A new $7.5 million fund will help U-M medical discoveries make the leap from the laboratory to the market, accelerating their potential to help patients.

Funded in part by a new $2.4 million grant from the Michigan Economic Development Corporation’s 21st Century Jobs Fund, the new effort will help the U-M Medical School and U-M Tech Transfer identify, nurture and “fast forward” medical research projects with a high potential of commercial success.

The fund will officially be called the U-M MTRAC for Life Sciences – one of seven Michigan Translational Research and Commercialization efforts announced last week by MEDC.

Over the next three years, U-M medical researchers will be able to apply for translational research funds to help them pursue early-stage “proof of concept” projects with high commercial potential and value.

These projects may yield new treatments, medical devices, diagnostic tools and health care information technologies. An oversight committee that will be largely composed of experts skilled in product development, commercialization and tech transfer will review and select proposals for funding.

The other $5 million for the fund comes from commitments of budget funds from the Medical School, the U-M Vice President for Research office and the U-M Office of Technology Transfer. It’s part of a broader strategic effort to give U-M medical researchers the support they need to create the future of health care through discovery.

“The Medical School’s co-investment in this important new program will provide yet another resource to help our faculty prepare their research innovations for translation to the market, with the ultimate goal of impacting patient care,” says James O. Woolliscroft, M.D., dean of the Medical School and Lyle C. Roll Professor of Medicine.

Grants awarded from the new fund will augment the Medical School’s already very strong position as a biomedical research powerhouse. In U-M fiscal year 2012, total funding for the school’s researchers was nearly $470 million – including $45 million from industry. The school’s $310 million in National Institutes of Health funding in federal fiscal year 2012 is the eighth-highest total in the nation.

“While new inventions, licenses to new and existing businesses, and increased follow on funding will be among the important milestones for this effort, the ultimate measure of success will be the positive impacts to human health – as well as job creation – that this funding will make possible,” says Steven L. Kunkel, Ph.D., the Medical School’s senior associate dean for research, Endowed Professor of Pathology, and co-principal investigator of the MEDC grant.

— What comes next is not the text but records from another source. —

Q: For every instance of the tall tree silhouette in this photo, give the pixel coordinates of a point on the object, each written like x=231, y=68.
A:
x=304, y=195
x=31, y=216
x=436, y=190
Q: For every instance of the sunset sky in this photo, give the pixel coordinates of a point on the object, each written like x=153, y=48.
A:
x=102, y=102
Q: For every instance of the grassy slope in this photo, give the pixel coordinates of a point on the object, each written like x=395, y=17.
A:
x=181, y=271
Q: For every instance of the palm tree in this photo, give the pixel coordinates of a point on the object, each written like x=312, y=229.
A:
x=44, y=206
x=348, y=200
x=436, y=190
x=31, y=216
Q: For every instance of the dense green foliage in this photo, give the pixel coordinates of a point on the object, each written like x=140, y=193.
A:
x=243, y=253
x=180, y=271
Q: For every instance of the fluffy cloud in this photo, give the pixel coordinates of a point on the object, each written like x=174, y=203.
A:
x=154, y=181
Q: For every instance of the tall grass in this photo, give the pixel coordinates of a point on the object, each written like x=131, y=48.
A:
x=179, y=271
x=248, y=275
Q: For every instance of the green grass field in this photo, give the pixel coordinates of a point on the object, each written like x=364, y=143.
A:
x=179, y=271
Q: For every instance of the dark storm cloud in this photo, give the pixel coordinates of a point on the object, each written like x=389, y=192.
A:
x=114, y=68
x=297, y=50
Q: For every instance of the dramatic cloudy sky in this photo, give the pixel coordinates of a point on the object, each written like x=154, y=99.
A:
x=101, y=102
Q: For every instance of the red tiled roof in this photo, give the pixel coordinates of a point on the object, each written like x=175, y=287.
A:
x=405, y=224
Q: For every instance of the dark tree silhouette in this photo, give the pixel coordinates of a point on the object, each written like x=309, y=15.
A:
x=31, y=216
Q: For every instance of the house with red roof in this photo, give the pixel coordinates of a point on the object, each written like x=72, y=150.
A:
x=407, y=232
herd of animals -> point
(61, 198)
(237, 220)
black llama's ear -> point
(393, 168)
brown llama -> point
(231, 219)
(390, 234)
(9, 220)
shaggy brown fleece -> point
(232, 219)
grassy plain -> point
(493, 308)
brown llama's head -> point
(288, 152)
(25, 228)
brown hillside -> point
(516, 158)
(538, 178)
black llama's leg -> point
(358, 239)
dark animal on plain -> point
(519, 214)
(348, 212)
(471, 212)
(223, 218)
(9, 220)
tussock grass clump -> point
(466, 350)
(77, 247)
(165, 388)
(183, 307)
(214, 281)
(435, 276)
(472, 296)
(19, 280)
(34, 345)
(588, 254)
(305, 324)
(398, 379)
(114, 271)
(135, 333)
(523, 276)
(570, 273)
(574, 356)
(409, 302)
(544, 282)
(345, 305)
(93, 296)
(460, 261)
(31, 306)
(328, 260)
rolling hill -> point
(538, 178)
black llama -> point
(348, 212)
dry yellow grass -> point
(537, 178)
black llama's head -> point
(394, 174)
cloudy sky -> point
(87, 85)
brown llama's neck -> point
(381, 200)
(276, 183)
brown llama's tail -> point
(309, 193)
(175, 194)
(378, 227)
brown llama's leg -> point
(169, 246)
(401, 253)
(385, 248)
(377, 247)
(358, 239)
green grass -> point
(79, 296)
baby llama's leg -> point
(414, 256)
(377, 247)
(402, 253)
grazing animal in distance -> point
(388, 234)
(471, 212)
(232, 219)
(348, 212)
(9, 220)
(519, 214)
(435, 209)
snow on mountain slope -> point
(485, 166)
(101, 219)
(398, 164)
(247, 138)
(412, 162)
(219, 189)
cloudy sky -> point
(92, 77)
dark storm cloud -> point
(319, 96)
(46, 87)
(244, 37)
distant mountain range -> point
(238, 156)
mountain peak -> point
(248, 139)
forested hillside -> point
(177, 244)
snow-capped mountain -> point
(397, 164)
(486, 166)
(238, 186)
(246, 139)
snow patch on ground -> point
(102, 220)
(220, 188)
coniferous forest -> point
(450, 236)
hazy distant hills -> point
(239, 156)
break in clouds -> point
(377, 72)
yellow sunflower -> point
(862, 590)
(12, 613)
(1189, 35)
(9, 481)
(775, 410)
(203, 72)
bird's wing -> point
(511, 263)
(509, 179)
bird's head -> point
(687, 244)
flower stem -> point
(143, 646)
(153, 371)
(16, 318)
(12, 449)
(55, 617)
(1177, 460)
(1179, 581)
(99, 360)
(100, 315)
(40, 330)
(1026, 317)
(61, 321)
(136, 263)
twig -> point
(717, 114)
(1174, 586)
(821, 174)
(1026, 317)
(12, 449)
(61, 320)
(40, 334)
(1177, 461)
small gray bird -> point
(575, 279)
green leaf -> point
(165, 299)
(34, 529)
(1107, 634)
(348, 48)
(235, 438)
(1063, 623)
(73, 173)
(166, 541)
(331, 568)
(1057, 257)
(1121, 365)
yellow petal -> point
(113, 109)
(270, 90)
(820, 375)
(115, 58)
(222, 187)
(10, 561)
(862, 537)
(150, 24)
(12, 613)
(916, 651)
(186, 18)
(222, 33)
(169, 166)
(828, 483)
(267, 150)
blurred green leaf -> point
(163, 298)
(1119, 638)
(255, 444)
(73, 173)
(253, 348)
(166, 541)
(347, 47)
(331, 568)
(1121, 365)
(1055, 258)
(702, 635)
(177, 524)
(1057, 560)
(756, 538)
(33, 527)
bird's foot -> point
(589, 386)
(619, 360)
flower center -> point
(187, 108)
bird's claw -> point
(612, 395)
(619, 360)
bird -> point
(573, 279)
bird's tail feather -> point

“The Medical School’s research community generates an incredible array of new ideas and technologies,” says Kenneth Nisbet, executive director of U-M Tech Transfer and co-principal investigator. “We recorded 117 new inventions, 47 patent applications and 57 agreements with businesses in 2012 from Medical School researchers, joining an impressive array of products already in the clinic and on the market. This new translational research fund will further expand our commercialization capabilities.”